3) Consider an open discussion with your current employer
Unless your manager is a psychic, don’t assume your boss knows exactly what you need or want. If the counteroffer is not in line with your needs, let your current employer know. If you’re planning to reconsider your resignation, think about discussing the matter further or negotiating the term. This increases your chances of getting a better offer. Additionally, it can provide you with an idea of your value at your current job.
If you feel like you deserve more, communicate your thoughts to your manager and negotiate the terms. Be honest while remaining professional. However, make sure that your expectations are reasonable based on the industry and position. Avoid giving ultimatums as this can do more harm than good.
But what if you’re unable to reach a mutually beneficial agreement? Should you stick with whatever is on the table? In this case, you must be prepared to decline the counteroffer. At the end of the day, what’s important is that you tried.
4) Take a step back
When you receive a counteroffer, don’t feel compelled to make a decision on the spot. Rushing to decisions without fully considering all aspects of the offer can lead to poor outcomes.
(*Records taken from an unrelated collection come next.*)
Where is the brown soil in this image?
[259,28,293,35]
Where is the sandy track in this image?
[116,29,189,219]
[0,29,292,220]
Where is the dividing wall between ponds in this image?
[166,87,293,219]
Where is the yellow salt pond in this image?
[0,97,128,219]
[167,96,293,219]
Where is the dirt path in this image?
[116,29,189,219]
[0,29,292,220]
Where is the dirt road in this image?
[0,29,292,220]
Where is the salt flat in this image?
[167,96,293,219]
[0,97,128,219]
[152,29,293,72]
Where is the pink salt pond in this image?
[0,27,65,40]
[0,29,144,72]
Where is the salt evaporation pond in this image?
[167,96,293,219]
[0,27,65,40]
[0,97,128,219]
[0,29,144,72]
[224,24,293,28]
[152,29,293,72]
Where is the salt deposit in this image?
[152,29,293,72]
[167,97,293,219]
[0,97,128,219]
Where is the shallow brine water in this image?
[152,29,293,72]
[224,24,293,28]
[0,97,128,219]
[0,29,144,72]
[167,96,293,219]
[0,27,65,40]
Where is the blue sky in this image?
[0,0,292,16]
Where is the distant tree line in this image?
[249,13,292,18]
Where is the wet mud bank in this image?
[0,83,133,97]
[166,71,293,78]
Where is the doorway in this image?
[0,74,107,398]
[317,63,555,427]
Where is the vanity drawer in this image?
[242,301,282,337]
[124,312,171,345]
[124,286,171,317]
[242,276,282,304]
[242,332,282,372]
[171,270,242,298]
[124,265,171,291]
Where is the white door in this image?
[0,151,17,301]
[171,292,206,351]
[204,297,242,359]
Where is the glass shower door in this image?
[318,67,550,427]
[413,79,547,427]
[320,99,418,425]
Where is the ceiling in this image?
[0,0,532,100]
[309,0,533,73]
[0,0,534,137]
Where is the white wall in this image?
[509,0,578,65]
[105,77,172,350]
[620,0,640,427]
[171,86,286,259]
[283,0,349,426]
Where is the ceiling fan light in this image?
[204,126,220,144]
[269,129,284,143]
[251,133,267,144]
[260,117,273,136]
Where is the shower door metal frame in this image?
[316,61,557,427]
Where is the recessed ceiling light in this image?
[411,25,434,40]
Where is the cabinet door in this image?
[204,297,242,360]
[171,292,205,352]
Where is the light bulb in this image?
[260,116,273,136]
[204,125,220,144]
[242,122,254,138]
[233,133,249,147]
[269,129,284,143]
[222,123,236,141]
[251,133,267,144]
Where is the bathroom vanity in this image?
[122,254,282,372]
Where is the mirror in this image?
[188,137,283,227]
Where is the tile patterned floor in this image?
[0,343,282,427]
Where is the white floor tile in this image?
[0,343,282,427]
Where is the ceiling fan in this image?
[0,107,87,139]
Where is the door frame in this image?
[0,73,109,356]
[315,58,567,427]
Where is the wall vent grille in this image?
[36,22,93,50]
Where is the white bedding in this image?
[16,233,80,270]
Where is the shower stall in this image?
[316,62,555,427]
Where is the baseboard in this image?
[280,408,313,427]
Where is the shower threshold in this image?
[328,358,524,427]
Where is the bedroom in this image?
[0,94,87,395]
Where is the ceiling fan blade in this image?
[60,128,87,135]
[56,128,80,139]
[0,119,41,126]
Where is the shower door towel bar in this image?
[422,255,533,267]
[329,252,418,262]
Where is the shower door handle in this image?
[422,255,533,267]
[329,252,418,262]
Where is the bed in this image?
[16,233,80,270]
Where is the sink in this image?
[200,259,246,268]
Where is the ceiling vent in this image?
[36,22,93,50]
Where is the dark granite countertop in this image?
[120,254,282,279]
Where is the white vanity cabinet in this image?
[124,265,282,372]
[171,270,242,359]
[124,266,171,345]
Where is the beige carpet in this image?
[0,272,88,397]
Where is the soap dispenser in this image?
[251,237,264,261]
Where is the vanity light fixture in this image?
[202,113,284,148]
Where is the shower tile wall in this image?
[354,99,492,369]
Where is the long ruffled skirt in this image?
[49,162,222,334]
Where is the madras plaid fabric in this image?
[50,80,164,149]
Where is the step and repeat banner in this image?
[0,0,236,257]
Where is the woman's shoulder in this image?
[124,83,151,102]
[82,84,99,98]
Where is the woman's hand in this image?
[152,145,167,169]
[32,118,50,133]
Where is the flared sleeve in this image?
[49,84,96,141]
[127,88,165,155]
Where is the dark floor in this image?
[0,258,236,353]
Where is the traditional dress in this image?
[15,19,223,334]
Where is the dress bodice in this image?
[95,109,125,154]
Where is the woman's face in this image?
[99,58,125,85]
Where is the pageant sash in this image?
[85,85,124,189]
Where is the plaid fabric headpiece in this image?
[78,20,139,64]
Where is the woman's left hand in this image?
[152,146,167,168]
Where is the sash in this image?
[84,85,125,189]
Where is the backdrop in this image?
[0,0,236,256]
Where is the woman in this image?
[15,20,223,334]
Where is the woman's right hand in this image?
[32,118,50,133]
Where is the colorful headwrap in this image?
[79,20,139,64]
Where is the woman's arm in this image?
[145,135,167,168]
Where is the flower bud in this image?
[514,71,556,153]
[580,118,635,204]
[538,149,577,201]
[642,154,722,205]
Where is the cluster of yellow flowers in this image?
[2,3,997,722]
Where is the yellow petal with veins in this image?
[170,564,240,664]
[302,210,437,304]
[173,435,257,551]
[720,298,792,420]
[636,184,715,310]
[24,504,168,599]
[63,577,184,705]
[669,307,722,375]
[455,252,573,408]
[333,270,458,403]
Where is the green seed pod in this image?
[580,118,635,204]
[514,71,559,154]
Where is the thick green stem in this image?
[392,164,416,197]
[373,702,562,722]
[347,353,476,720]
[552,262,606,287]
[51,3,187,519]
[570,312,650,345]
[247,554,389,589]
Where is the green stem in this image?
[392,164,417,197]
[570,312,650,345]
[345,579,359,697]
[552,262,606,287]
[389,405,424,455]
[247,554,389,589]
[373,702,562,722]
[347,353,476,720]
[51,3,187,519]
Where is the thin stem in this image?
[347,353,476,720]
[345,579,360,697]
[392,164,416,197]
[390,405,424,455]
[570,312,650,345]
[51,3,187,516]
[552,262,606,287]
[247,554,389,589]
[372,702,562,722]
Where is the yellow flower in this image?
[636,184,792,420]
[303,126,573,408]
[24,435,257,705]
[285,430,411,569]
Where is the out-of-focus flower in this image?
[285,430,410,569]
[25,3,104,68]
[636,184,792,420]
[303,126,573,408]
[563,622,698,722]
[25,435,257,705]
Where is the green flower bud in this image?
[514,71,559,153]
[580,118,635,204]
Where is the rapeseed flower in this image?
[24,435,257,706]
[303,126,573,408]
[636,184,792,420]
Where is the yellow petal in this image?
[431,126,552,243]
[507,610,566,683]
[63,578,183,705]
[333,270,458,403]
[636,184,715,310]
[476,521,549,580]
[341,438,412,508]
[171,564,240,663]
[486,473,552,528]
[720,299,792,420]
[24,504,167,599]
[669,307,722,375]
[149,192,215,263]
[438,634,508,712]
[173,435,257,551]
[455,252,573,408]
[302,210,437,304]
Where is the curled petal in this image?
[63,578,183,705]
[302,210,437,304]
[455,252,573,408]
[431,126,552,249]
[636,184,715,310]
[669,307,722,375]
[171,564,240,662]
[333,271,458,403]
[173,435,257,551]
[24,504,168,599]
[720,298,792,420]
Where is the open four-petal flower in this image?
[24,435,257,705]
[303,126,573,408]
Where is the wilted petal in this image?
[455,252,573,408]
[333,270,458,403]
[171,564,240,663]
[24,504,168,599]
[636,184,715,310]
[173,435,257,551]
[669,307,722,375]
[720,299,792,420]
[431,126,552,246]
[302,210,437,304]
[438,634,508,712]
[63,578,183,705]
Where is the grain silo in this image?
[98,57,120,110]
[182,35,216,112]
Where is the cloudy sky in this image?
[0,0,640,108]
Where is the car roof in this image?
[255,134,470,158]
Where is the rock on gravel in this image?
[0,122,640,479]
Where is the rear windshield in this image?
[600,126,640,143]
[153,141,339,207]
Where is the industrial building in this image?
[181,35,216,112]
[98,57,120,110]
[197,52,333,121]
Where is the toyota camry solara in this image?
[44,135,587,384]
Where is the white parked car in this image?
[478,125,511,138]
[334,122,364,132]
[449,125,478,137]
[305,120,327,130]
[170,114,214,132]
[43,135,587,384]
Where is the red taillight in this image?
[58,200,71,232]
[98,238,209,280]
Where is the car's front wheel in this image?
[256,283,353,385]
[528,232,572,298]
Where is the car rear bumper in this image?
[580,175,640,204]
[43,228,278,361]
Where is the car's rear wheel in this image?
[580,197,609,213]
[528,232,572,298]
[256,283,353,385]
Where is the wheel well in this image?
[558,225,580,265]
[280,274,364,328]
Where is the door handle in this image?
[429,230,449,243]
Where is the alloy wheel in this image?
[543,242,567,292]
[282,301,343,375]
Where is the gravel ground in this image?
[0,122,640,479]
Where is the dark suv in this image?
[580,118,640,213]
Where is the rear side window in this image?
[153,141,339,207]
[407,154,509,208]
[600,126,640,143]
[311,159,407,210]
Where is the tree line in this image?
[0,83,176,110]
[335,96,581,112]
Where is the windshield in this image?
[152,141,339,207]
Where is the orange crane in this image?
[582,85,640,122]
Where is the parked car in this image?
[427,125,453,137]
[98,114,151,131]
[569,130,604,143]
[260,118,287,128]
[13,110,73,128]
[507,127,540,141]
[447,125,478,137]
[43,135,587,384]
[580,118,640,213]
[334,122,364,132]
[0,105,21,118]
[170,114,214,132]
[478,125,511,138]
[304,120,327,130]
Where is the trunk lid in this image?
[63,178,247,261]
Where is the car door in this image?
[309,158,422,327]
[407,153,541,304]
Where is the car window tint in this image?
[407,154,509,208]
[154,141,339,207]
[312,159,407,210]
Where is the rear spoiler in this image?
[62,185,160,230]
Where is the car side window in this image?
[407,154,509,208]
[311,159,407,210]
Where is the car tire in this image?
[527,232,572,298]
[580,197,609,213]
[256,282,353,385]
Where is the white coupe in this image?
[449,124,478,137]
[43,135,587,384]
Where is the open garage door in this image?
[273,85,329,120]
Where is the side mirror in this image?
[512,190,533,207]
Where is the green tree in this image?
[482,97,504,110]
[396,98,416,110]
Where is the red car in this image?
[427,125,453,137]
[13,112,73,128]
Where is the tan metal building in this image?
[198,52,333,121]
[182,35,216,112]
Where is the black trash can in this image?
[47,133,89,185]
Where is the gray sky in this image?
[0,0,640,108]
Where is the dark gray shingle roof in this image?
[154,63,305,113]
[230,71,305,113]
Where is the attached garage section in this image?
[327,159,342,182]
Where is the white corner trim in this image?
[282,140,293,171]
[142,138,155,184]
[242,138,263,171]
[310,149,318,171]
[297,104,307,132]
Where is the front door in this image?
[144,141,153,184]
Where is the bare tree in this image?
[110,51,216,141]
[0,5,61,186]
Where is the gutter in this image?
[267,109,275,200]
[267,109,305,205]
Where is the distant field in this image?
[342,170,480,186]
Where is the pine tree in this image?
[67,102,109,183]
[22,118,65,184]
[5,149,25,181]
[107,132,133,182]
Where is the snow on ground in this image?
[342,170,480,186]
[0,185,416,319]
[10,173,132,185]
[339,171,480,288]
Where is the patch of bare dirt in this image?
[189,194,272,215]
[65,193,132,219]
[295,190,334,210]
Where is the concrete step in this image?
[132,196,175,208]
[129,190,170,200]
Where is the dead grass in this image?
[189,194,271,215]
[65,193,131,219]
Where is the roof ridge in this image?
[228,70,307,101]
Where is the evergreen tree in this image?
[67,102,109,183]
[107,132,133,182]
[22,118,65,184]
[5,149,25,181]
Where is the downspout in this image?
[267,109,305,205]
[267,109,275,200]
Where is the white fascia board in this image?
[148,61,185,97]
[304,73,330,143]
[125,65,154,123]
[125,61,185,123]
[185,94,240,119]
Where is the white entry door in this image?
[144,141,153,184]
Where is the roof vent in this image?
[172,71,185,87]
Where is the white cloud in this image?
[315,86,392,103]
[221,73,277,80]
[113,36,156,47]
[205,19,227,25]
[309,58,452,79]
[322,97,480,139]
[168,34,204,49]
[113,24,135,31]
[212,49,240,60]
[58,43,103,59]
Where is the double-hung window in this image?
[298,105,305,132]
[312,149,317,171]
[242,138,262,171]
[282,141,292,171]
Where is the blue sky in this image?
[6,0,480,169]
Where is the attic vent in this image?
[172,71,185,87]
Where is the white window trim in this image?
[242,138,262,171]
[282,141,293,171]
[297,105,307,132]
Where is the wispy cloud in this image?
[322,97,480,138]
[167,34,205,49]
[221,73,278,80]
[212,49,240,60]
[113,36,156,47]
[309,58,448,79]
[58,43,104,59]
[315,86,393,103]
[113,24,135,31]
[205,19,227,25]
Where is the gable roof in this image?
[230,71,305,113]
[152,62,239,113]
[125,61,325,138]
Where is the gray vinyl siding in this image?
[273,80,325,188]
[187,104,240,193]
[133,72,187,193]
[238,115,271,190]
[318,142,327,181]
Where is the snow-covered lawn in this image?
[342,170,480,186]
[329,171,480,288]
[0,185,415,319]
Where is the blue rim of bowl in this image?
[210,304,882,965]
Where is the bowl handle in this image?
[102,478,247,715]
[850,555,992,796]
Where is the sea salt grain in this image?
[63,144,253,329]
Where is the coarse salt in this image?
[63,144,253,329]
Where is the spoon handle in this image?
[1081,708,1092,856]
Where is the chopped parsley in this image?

So, if you’re unsure about whether to accept the counteroffer or not, ask some time to think about it. Envision your future and consider every argument. If you’re still having challenges making a decision on your own, discuss it with a trusted friend, mentor or even a career consultant. In most cases, a different point of view can be helpful.
A counteroffer is clearly an indication of your current employer’s interest in retaining you. However, this doesn’t automatically equate to a brighter future for your career in the company. Before making a decision, ask yourself, “Does this counteroffer truly address my reason for leaving?”. This can help you visualize whether it’s worth staying or not.